As Pepper slid the drawer shut again, he wondered if, and when, the police would ever return for him. When they’d bring him before a judge. When he’d receive sentencing. Or was this the sentence? Not what they’d intended when they picked him up but just as good. He wondered where he might be in the NYPD’s system. How long after the paperwork was filed before Huey, Dewey, and Louie would return for him? In books, movies, television, the justice system worked with a ruthless efficiency. Arrest, arraignment, trial, and verdict, all in forty-six minutes and forty-eight seconds.
Not here.
Since the conversation under the maple tree, Pepper had been evading the other members of his revolutionary cell. When Coffee went out to “take” his meds and get breakfast, Pepper pretended to still be sleeping. Yesterday, he didn’t eat one meal with Coffee or Dorry or Loochie. If they’d noticed, they didn’t stress him about it. All that mattered, for their purposes, was what he’d do tonight. But he still didn’t know.
Before leaving the room, Pepper went to his dresser and took out his street clothes. The slacks and socks had dried. They were a little stale, but they didn’t stink. They now showed large orange splotches where the dirty water had soaked through and stained. On the right butt cheek of his slacks, and in spots down both legs. The heels of both socks, too. And yet Pepper put them on. His shirt had been ruined so he still had to wear the pajama top.

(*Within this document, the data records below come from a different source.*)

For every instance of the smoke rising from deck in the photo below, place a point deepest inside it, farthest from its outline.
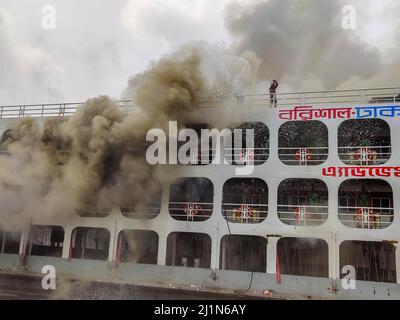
(302, 43)
(103, 148)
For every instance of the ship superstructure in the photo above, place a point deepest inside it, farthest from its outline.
(323, 196)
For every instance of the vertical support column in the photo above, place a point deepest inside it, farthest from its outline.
(334, 266)
(214, 249)
(271, 254)
(397, 263)
(333, 216)
(162, 248)
(67, 242)
(112, 253)
(332, 140)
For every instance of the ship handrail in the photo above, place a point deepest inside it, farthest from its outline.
(356, 96)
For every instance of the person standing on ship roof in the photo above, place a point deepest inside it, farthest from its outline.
(272, 93)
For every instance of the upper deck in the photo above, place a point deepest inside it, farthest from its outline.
(327, 99)
(326, 171)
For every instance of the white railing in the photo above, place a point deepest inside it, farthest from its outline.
(147, 211)
(326, 98)
(243, 156)
(303, 215)
(333, 97)
(93, 212)
(361, 155)
(190, 211)
(366, 217)
(303, 156)
(244, 212)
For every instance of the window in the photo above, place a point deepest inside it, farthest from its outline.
(242, 154)
(373, 261)
(10, 241)
(203, 156)
(303, 202)
(303, 143)
(366, 204)
(191, 199)
(243, 253)
(138, 246)
(148, 207)
(189, 250)
(306, 257)
(46, 241)
(364, 142)
(90, 243)
(245, 200)
(93, 211)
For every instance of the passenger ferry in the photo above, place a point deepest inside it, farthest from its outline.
(324, 195)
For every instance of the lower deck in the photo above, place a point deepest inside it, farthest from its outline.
(91, 279)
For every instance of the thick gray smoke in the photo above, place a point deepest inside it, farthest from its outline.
(301, 42)
(103, 148)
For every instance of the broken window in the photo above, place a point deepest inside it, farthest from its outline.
(138, 246)
(203, 155)
(191, 199)
(373, 261)
(189, 250)
(10, 241)
(90, 243)
(148, 207)
(366, 204)
(46, 241)
(243, 253)
(364, 142)
(307, 257)
(303, 202)
(93, 211)
(245, 200)
(303, 143)
(239, 153)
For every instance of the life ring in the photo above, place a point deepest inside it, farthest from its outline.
(358, 216)
(243, 212)
(192, 209)
(246, 155)
(298, 155)
(298, 215)
(370, 155)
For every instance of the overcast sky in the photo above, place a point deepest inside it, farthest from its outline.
(98, 45)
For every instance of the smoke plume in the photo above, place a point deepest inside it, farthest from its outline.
(96, 158)
(301, 43)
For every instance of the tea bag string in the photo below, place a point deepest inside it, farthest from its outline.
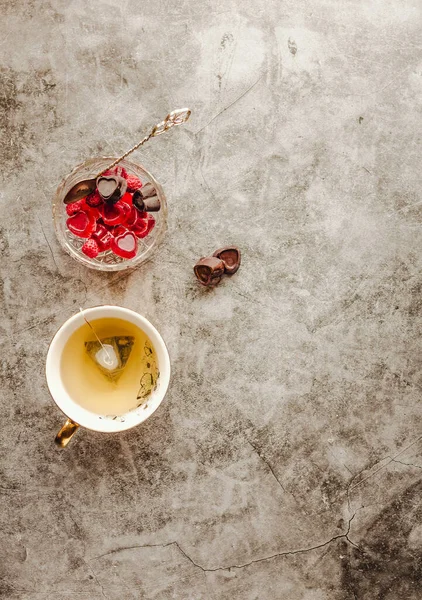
(109, 359)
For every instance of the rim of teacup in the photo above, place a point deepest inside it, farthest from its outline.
(79, 414)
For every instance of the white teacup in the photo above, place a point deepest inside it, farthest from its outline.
(77, 414)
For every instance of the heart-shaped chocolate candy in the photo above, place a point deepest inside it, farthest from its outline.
(146, 203)
(209, 270)
(111, 187)
(230, 255)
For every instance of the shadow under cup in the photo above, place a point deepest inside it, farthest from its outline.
(77, 414)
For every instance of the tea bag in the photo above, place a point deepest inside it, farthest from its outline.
(111, 354)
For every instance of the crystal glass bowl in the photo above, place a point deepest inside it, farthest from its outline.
(107, 261)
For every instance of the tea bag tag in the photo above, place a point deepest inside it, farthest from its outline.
(106, 357)
(111, 354)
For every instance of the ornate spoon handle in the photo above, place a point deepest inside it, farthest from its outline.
(176, 117)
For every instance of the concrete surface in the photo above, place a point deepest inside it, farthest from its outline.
(285, 463)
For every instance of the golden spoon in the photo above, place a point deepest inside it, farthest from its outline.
(85, 187)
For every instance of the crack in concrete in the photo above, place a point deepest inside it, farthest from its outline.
(407, 464)
(268, 465)
(340, 536)
(232, 103)
(391, 459)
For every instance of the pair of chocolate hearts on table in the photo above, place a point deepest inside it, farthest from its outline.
(209, 270)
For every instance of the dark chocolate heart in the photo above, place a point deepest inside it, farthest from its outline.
(111, 187)
(80, 190)
(209, 270)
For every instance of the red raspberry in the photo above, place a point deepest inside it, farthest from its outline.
(115, 214)
(94, 199)
(143, 226)
(127, 197)
(133, 183)
(120, 171)
(92, 210)
(81, 224)
(90, 248)
(74, 207)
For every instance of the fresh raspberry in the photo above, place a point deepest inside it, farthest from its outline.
(143, 226)
(115, 214)
(127, 197)
(74, 207)
(120, 171)
(90, 248)
(92, 210)
(94, 199)
(82, 224)
(133, 183)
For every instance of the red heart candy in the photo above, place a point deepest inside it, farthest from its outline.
(125, 244)
(103, 237)
(81, 224)
(132, 217)
(127, 198)
(114, 214)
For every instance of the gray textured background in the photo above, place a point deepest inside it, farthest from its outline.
(285, 462)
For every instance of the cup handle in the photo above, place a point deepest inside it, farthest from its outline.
(66, 432)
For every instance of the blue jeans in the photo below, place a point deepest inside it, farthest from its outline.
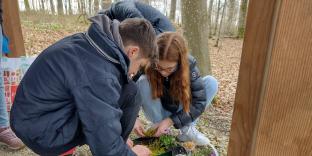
(153, 109)
(4, 118)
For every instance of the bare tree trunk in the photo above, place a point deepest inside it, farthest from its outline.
(96, 6)
(90, 7)
(42, 5)
(217, 18)
(221, 23)
(27, 7)
(70, 10)
(210, 18)
(106, 4)
(195, 26)
(230, 19)
(52, 7)
(79, 6)
(173, 9)
(242, 18)
(60, 10)
(146, 1)
(83, 7)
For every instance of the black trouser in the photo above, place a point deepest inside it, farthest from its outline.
(130, 103)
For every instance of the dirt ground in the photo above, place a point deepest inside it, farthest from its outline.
(215, 122)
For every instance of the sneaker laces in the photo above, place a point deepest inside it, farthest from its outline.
(195, 131)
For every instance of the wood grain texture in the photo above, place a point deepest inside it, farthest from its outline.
(273, 106)
(285, 124)
(256, 45)
(12, 27)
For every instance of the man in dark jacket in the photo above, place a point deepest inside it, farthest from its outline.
(7, 136)
(78, 90)
(128, 9)
(200, 97)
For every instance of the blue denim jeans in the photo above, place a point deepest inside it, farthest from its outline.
(4, 118)
(153, 109)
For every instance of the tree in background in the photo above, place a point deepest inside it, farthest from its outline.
(70, 9)
(230, 17)
(60, 10)
(106, 4)
(221, 23)
(195, 26)
(96, 6)
(27, 7)
(52, 7)
(242, 18)
(217, 17)
(173, 9)
(210, 18)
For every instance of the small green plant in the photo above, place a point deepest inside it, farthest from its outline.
(150, 132)
(167, 141)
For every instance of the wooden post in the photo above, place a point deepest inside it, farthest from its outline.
(273, 106)
(12, 27)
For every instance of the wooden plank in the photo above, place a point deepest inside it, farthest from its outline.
(257, 41)
(285, 125)
(12, 27)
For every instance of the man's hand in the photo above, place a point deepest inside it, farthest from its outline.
(130, 143)
(138, 128)
(140, 150)
(163, 127)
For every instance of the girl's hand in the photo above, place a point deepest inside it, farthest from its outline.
(163, 127)
(130, 143)
(139, 128)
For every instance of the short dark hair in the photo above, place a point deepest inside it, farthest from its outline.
(140, 32)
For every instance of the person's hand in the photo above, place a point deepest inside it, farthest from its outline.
(138, 128)
(163, 127)
(140, 150)
(130, 143)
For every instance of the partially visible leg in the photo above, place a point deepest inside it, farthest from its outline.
(130, 102)
(152, 108)
(4, 118)
(211, 87)
(190, 132)
(7, 136)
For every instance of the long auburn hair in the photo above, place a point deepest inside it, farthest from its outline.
(172, 47)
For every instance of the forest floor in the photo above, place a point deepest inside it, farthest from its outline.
(40, 32)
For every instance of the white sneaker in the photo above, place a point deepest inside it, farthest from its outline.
(190, 133)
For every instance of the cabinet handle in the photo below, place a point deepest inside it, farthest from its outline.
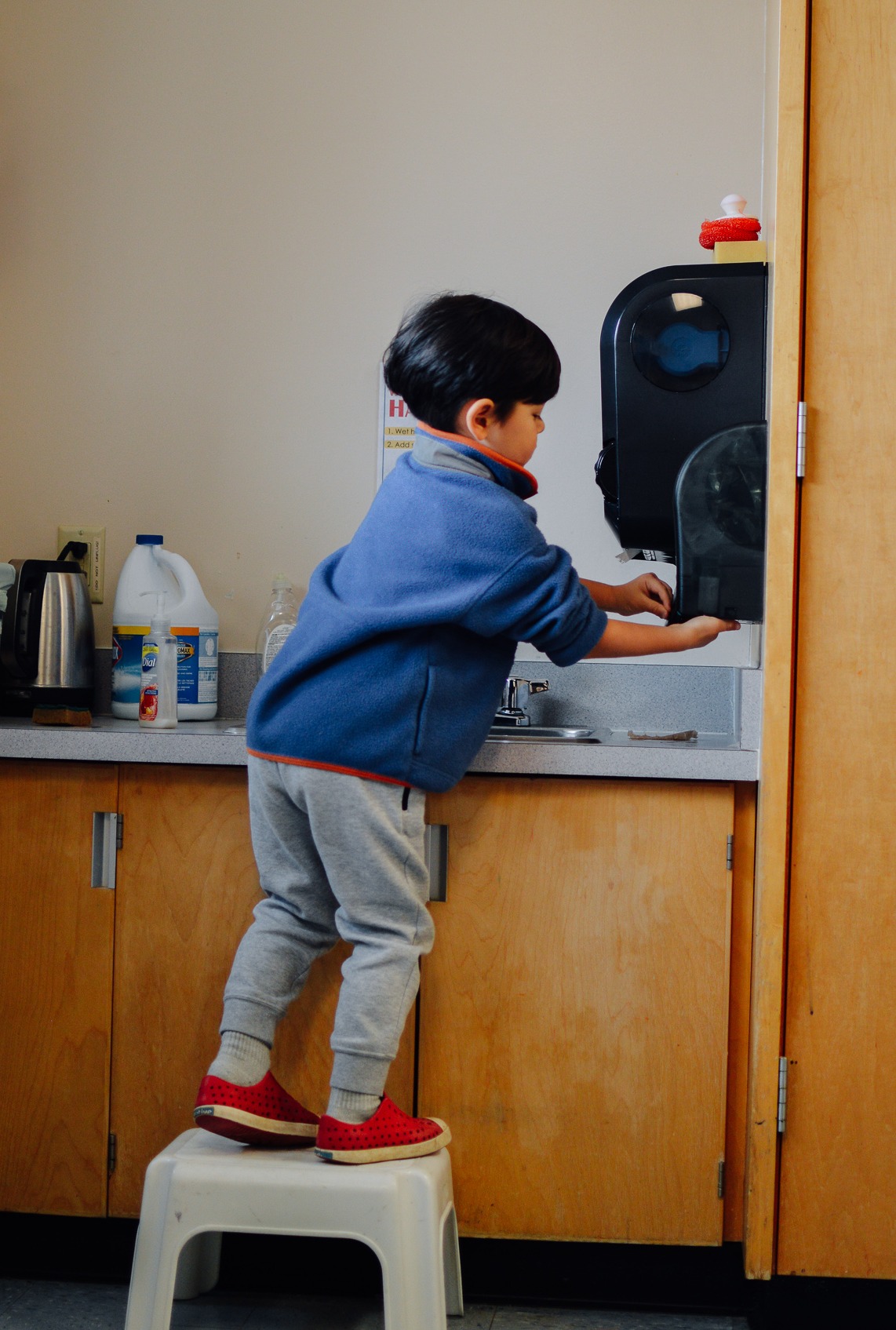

With those spotted clothes on he almost looked like a man wearing desert camouflage pants. He even put on his boots again.
Pepper walked to the nurses’ station after all the other patients had been there and gone. Miss Chris and Josephine had been on duty together, but only Miss Chris stood waiting for him now. Josephine sat in front of the computer again. The screen glowed slightly green, and she stared at it with an expression beyond confusion, beyond frustration. Josephine almost looked serene as she watched the screen. Her arms were crossed, as if waiting for the computer to address her. As if it might offer an ingot of wisdom if she sat there long enough.
Miss Chris, on the other hand, waggled the clipboard at Pepper when he entered the oval room. “This the one I waiting on.” She took one look at his stained, spotty slacks but said nothing. At least he wasn’t walking around without them.
Pepper reached the nurses’ station and stretched out his right hand for his pills.